It felt too cold out here for leaves to burn
As grey and blue smoke ruffled in the water's surface.
Each busy vibration behind the reeds
And nasally quack from across the plane
And concentrated care within the ducks' minds
Failed to truly change too much.

For the pond still shoved itself along
With and without its birds,
A surface so flexible much like the world above
So accustomed to change
That one ripple merely travels among many.
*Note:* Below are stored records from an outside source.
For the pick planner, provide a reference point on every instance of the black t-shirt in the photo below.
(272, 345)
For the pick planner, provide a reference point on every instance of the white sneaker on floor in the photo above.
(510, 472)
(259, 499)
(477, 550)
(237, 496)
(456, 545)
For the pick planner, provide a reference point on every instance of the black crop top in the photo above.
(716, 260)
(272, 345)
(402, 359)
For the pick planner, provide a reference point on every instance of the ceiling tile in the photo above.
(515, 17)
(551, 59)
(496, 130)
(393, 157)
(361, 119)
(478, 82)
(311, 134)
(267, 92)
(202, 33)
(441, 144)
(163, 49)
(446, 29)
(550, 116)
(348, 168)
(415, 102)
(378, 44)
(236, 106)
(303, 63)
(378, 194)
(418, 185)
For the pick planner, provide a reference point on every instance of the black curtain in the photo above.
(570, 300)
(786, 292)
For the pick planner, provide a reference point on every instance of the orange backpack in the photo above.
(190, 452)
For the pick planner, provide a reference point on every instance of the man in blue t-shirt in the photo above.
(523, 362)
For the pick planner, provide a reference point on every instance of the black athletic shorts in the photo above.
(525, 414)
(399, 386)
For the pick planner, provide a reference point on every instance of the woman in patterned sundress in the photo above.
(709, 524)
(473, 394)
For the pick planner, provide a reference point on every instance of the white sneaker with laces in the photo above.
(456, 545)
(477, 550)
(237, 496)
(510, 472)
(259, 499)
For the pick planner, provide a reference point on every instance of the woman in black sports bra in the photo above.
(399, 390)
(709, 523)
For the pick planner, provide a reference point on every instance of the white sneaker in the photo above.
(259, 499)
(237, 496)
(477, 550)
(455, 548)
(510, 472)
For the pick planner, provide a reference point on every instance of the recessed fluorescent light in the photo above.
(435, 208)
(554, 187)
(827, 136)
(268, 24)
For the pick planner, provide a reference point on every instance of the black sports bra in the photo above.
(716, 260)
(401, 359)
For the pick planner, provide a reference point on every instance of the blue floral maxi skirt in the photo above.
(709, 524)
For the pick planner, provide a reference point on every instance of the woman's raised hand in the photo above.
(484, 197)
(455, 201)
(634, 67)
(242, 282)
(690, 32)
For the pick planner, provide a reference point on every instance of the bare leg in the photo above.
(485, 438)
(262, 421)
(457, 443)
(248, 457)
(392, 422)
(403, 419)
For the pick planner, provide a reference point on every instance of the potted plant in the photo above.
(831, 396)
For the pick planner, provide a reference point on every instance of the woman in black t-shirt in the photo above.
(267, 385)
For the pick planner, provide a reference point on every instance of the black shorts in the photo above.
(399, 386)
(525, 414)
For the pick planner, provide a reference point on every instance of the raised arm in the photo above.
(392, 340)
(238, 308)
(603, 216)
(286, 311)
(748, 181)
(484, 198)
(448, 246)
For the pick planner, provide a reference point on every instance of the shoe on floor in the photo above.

Victims of the performing arts center
The still curtains
Line windows on which
An unknowable number
Of children's noses
Had pressed against.

I am beyond perfect (this was the bragging poem this actually isn't real)
I don't see what is wrong
When I am beyond perfect
The golden ratio ain't got nothing on me
It's an honor to wake up in the morning
And see me in the glass.
Not a saint out in the world,
'Cause who can face me
Without falling into deadly sin?

A Muffin

butter flour sugar egg water
blueberry strawberry corn toffee rhubarb
 chocolate chips vanilla white chocolate s'mores
cream cheese pecan peanuts cashews coffee rhubarb
pumpkin cinnamon streusel lemon raisin lime banana ginger 
sourdough pear raspberry blackberry cherry 
honey oatmeal pineapple poppy red velvet 
pistachio almond walnut bran glaze carrot 
cranberry apple orange chocolate nutella 
frosting for finest mellow cupcake

NYC
wrinkled clothes wavering across white stripes
ignore the yellow taxi pods humming stuck to the pavement
drawing a grid disorganized on the molecular level
trying to follow rectangular prisms dusted with pigeons
yearning for green carpet locked by sidewalks

the common app
a collegiate deep red
bleeds across the screen
luring with simple questions first:
Name, Address, Demographics, Family
before gray and white frames
an existential crisis under the
Future Plans bar.

individuals squeeze into 250 to 650 words
drained down to identical slices of entire worlds
defined by drop down menus
president of this
captain of that
volunteer here
working there
a string of blank paper dolls

Poem
I had an idea for a poem
But it swelled into such 
Complexity
That it popped
And slipped my mind.

Violin
Wait I don't even play this.

Flute
Who am I kidding
I can't write a poem about
This instrument.

Piano V
More in the audience
Than I would have liked,
But too late now
For running away.
Who could've known
That so many people
In Minnesota felt the need
To attend a music convention?
Such weirdos!

Piano IV
The director of the state
Contest tosses around small talk
With teachers,
Completely unfazed
By the thick tension,
The nervousness that
Hovers over the ten finalists and
Stuffs the air so densely
That I can barely breathe.

Piano III
Beethoven folds over me
I sit on on a cushioned black bench
At a shiny Yahama
In the maze of for-sale pianos at Schmitt Music. My hands
Grip my knees as I attempt to drown out the music
Strangling me
From the judging room.

Is her piece harder than mine?
Didn't I see her at that other contest a few weeks ago?
Is she playing the same songs?
How many judges are there?
Is that lady the same judge from last year?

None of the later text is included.